Unfortunately for AMD, whatever optimism its numbers may have generated quickly evaporated with its guidance for the upcoming quarter. Executives said the company is projecting first-quarter revenue of about $1.8 billion, versus Wall Street’s forecast of $1.86 billion. As a result, AMD’s stock promptly fell by 4% in after-hours trading.
But Xilinx fared even worse. The company reported a profit of 68 cents per share on revenue of $723 million, down 13% from a year ago. Analysts were expecting it to post earnings of 59 cents per share on higher revenue of $730.6 million.
Xilinx blamed the shortfall on its wired and wireless business, which saw revenue fall by 29% in the quarter. Datacenter revenue also fell, by 16%. The weakness prompted the company to announce plans to lay off as much as 7% of its workforce and “reduce discretionary spending,” with an aim to create up to $20 million in operating-expense savings.
Not surprisingly, investors were aghast, and Xilinx’s stock promptly fell more than 8% in the after-hours trading session.

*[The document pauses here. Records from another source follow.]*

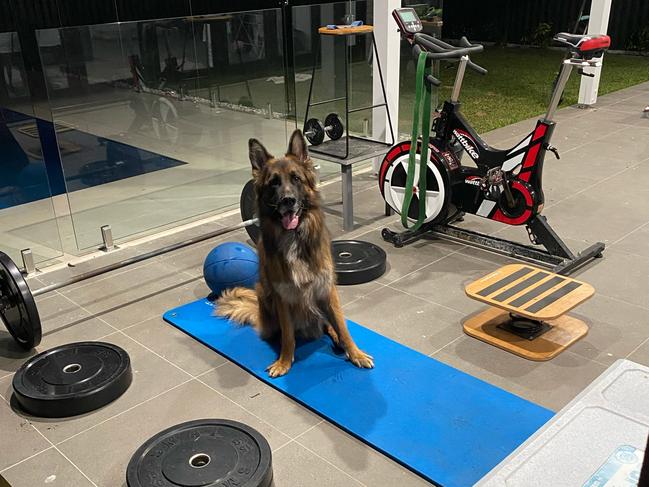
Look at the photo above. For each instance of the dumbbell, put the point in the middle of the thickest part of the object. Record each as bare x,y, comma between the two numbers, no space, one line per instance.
314,131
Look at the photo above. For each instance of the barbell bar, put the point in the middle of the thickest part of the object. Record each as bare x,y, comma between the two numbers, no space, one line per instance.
18,309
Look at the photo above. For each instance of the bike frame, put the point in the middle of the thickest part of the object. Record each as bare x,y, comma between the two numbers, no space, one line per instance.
523,165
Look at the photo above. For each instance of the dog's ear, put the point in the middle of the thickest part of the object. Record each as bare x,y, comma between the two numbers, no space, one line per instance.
258,155
297,146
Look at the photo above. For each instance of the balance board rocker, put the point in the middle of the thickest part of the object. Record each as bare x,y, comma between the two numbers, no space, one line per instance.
527,311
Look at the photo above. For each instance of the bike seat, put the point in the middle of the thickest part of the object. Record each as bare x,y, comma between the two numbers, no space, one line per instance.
585,46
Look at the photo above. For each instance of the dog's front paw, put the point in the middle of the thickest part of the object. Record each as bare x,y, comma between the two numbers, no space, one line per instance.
361,359
278,368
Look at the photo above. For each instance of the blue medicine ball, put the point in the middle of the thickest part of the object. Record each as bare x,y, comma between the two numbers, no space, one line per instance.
231,265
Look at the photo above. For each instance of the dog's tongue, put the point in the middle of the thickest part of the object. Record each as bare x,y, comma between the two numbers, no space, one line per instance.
290,221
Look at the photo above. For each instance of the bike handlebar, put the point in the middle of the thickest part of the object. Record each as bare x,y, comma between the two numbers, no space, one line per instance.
437,49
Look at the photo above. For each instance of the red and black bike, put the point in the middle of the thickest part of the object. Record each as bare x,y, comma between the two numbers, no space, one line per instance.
502,185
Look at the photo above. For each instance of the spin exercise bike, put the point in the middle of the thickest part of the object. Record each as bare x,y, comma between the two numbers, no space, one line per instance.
430,187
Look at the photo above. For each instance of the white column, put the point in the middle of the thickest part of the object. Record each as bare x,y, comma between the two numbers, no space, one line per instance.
388,45
597,24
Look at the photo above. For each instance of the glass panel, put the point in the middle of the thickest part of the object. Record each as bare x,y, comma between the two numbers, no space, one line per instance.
327,53
153,117
27,217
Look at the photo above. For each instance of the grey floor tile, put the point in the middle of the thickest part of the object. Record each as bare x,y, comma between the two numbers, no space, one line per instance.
151,376
640,354
295,466
615,329
634,242
402,261
594,215
138,295
551,384
20,440
175,346
422,325
348,294
48,468
356,458
261,400
443,282
622,276
104,451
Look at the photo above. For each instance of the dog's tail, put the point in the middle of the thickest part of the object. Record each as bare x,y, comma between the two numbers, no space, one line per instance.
240,305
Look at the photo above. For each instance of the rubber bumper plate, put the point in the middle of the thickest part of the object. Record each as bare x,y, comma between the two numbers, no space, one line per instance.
206,452
72,379
357,261
248,209
18,310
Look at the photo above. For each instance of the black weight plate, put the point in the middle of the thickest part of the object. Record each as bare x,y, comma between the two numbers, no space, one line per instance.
72,379
357,261
18,310
314,131
248,209
334,126
205,452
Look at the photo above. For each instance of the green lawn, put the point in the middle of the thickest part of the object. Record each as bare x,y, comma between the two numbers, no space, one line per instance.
518,84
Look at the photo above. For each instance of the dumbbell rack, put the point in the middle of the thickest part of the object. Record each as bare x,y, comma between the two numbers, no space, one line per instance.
349,147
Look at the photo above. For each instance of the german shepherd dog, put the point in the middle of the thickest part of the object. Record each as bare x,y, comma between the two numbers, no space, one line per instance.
296,294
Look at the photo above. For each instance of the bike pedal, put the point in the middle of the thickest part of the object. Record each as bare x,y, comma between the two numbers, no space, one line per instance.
532,237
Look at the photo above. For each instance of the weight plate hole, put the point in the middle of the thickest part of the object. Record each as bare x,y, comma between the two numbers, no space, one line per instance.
200,460
72,368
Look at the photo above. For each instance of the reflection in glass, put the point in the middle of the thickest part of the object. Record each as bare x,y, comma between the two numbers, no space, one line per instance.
152,118
27,218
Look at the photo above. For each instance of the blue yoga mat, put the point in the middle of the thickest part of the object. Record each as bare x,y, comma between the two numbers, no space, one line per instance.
441,423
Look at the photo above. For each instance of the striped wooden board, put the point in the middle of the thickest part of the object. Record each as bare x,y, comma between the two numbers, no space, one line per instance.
530,292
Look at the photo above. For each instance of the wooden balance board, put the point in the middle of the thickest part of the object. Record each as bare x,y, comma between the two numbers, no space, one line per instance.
527,311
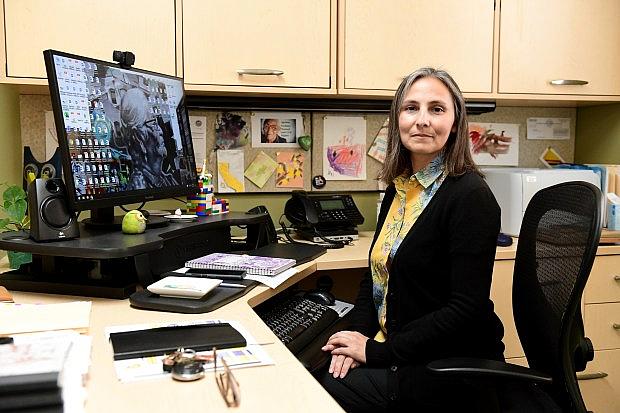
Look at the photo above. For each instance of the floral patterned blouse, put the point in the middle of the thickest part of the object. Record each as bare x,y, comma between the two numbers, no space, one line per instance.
412,195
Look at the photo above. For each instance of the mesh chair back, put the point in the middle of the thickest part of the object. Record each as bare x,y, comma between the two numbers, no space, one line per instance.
556,249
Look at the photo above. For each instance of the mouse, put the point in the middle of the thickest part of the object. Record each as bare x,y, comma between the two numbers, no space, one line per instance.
320,297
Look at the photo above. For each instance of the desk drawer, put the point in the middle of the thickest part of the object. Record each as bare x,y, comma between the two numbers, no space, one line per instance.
602,325
600,382
604,283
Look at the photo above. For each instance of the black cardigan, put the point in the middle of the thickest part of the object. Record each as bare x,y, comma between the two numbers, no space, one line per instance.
440,278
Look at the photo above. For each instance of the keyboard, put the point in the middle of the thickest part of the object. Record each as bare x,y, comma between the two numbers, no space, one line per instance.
297,321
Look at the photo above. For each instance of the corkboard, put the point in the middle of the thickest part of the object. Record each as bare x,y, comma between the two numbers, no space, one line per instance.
32,121
374,121
250,152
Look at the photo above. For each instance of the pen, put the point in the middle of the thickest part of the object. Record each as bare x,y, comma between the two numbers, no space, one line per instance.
232,285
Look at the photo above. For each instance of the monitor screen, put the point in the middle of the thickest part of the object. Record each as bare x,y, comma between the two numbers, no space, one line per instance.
123,133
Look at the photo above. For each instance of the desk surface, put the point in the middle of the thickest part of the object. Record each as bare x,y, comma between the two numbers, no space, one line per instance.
283,387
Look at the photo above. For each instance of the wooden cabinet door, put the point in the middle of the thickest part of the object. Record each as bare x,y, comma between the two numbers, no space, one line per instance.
600,382
551,40
90,28
381,41
230,44
501,294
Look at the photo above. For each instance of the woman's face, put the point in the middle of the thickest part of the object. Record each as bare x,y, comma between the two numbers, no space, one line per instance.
426,120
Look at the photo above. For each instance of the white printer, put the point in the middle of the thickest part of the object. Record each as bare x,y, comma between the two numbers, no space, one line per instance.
514,187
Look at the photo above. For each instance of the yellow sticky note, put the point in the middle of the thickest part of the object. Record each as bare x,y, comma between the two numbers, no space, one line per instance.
232,182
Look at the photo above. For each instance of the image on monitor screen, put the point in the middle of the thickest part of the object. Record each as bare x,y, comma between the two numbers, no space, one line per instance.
123,133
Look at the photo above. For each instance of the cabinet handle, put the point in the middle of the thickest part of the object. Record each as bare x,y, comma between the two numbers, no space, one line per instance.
260,72
568,82
592,376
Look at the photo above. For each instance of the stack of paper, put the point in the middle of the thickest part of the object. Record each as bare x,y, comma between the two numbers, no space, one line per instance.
44,371
26,318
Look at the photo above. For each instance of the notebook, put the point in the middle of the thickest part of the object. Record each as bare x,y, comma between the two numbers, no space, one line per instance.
252,264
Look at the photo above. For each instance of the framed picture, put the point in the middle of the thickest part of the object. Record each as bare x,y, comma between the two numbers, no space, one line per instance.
276,129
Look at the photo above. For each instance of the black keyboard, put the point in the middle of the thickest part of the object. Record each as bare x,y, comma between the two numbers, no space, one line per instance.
297,321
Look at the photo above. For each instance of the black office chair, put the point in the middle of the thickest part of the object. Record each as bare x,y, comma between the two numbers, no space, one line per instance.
555,252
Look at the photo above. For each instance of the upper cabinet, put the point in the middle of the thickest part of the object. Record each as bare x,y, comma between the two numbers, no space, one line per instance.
381,41
271,46
89,28
505,50
572,43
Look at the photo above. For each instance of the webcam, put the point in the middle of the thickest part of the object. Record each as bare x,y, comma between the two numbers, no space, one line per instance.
125,59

“Given the revenue headwinds we experienced during the quarter, we took actions to reduce our operating expenses which delivered earnings greater than our expectations,” said Xilinx Chief Executive Victor Peng. “These are difficult actions, but we believe the decisive steps we are taking to reset our operating expenses will allow us to drive our growth strategy and technology roadmap while enabling a more appropriate level of operating profitability.”